Error while trying to compare pipelines

Hi,

I’m trying to run this command: rasa test nlu --config config.yml config2.yml --nlu data/nlu.md --runs 3 --percentages 0 25 50 70 90 in order to compare the two pipelines, but get this error:

2019-11-28 16:09:52 INFO     rasa.nlu.components  - Added 'SpacyNLP' to component cache. Key 'SpacyNLP-en'.
2019-11-28 16:09:52 INFO     rasa.nlu.test  - Running model for predictions:
  0%|                                                                                            | 0/9 [00:00<?, ?it/s]
Traceback (most recent call last):
  File "c:\users\tizianolabruna\anaconda3\lib\runpy.py", line 193, in _run_module_as_main
    "__main__", mod_spec)
  File "c:\users\tizianolabruna\anaconda3\lib\runpy.py", line 85, in _run_code
    exec(code, run_globals)
  File "C:\Users\TizianoLabruna\Anaconda3\Scripts\rasa.exe\__main__.py", line 9, in <module>
  File "C:\Users\TizianoLabruna\AppData\Roaming\Python\Python37\site-packages\rasa\__main__.py", line 76, in main
    cmdline_arguments.func(cmdline_arguments)
  File "C:\Users\TizianoLabruna\AppData\Roaming\Python\Python37\site-packages\rasa\cli\test.py", line 136, in test_nlu
    exclusion_percentages=args.percentages,
  File "C:\Users\TizianoLabruna\AppData\Roaming\Python\Python37\site-packages\rasa\test.py", line 179, in compare_nlu_models
    runs,
  File "C:\Users\TizianoLabruna\AppData\Roaming\Python\Python37\site-packages\rasa\nlu\test.py", line 1325, in compare_nlu
    test_path, model_path, output_directory=output_path, errors=True
  File "C:\Users\TizianoLabruna\AppData\Roaming\Python\Python37\site-packages\rasa\nlu\test.py", line 1034, in run_evaluation
    interpreter, test_data
  File "C:\Users\TizianoLabruna\AppData\Roaming\Python\Python37\site-packages\rasa\nlu\test.py", line 889, in get_eval_data
    result = interpreter.parse(example.text, only_output_properties=False)
  File "C:\Users\TizianoLabruna\AppData\Roaming\Python\Python37\site-packages\rasa\nlu\model.py", line 380, in parse
    component.process(message, **self.context)
  File "C:\Users\TizianoLabruna\AppData\Roaming\Python\Python37\site-packages\rasa\nlu\classifiers\sklearn_intent_classifier.py", line 148, in process
    intent_ids, probabilities = self.predict(X)
  File "C:\Users\TizianoLabruna\AppData\Roaming\Python\Python37\site-packages\rasa\nlu\classifiers\sklearn_intent_classifier.py", line 191, in predict
    pred_result = self.predict_prob(X)
  File "C:\Users\TizianoLabruna\AppData\Roaming\Python\Python37\site-packages\rasa\nlu\classifiers\sklearn_intent_classifier.py", line 180, in predict_prob
    return self.clf.predict_proba(X)
  File "c:\users\tizianolabruna\anaconda3\lib\site-packages\sklearn\svm\base.py", line 622, in _predict_proba
    X = self._validate_for_predict(X)
  File "c:\users\tizianolabruna\anaconda3\lib\site-packages\sklearn\svm\base.py", line 478, in _validate_for_predict
    (n_features, self.shape_fit_[1]))
ValueError: X.shape[1] = 256 should be equal to 128, the number of features at training time

Anybody knows how to help me?

Thank you, Tiziano

hi @tiziano - I’ve seen this before with the spaCy component but can’t quite remember what caused it. What does your config file look like ?

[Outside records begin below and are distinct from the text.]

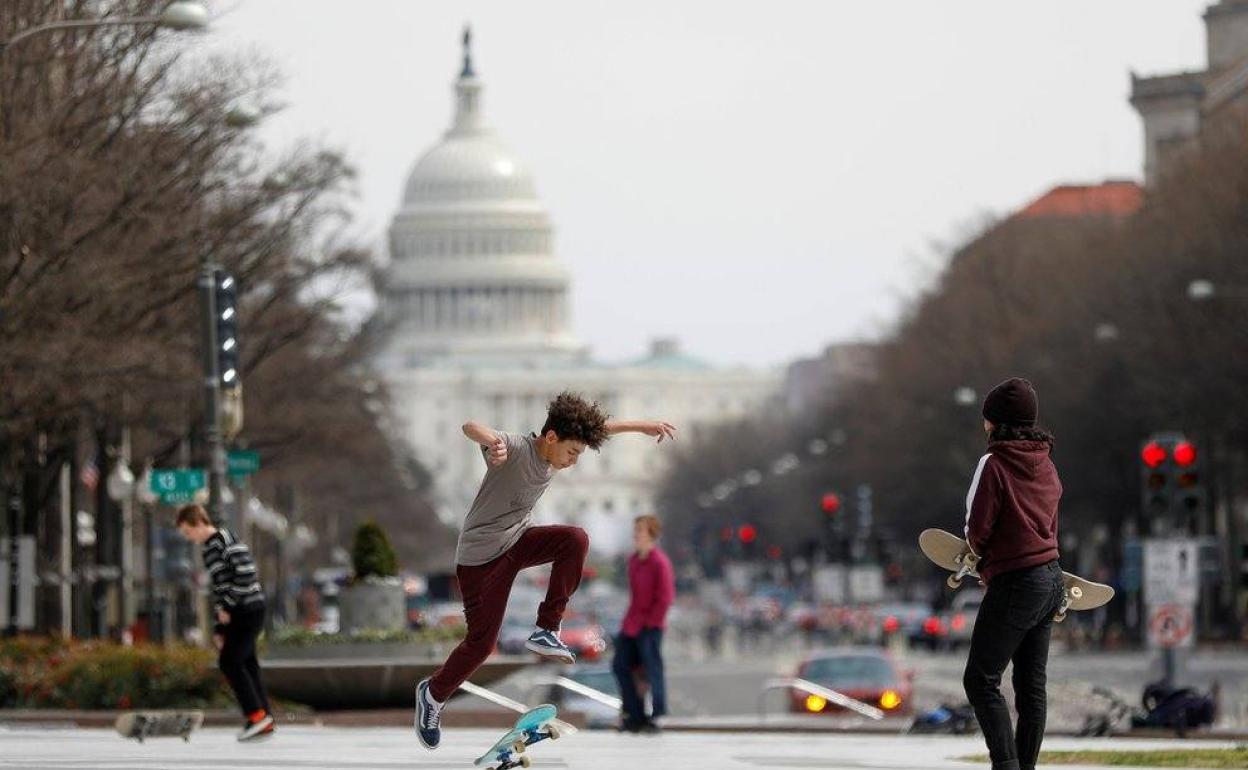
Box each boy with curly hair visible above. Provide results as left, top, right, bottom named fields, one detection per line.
left=416, top=391, right=675, bottom=749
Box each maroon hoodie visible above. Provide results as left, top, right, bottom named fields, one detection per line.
left=966, top=441, right=1062, bottom=583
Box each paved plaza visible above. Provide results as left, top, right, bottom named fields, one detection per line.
left=0, top=726, right=1233, bottom=770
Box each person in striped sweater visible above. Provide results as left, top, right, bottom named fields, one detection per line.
left=177, top=505, right=273, bottom=741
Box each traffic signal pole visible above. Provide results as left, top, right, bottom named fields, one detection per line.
left=200, top=262, right=233, bottom=524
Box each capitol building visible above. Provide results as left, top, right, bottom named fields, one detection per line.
left=377, top=32, right=781, bottom=553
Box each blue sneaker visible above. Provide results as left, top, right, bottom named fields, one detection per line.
left=524, top=628, right=577, bottom=663
left=416, top=679, right=443, bottom=749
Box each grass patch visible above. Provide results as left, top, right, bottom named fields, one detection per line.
left=962, top=746, right=1248, bottom=768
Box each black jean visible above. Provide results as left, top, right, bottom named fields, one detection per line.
left=612, top=628, right=668, bottom=725
left=962, top=560, right=1062, bottom=770
left=217, top=605, right=271, bottom=716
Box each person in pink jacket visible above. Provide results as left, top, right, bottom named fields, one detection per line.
left=612, top=515, right=676, bottom=733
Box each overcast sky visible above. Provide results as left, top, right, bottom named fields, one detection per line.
left=207, top=0, right=1208, bottom=364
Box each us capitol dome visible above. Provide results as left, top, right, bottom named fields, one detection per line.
left=377, top=31, right=780, bottom=546
left=384, top=31, right=584, bottom=368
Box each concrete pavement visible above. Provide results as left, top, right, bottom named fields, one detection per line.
left=0, top=726, right=1233, bottom=770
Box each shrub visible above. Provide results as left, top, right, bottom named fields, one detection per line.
left=267, top=625, right=466, bottom=648
left=351, top=520, right=398, bottom=580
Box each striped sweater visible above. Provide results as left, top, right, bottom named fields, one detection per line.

Hi @amn41, thank you for replying. My config files are the following:

config.yml

language: "en"

pipeline: 
- name: "WhitespaceTokenizer"
- name: "RegexFeaturizer"
- name: "CRFEntityExtractor"
- name: "EntitySynonymMapper"
- name: "CountVectorsFeaturizer"
- name: "EmbeddingIntentClassifier"

policies:
- name: MemoizationPolicy
- name: MappingPolicy
- name: EmbeddingPolicy
  max_history: 10
  batch_strategy: balanced
  epochs: 5
  random_seed: 1234
  evaluate_on_num_examples: 0

config2.yml

language: "en"

pipeline: pretrained_embeddings_spacy

policies:
- name: MemoizationPolicy
- name: MappingPolicy
- name: EmbeddingPolicy
  max_history: 10
  batch_strategy: balanced
  epochs: 5
  random_seed: 1234
  evaluate_on_num_examples: 0

do the models train correctly if you train them separately?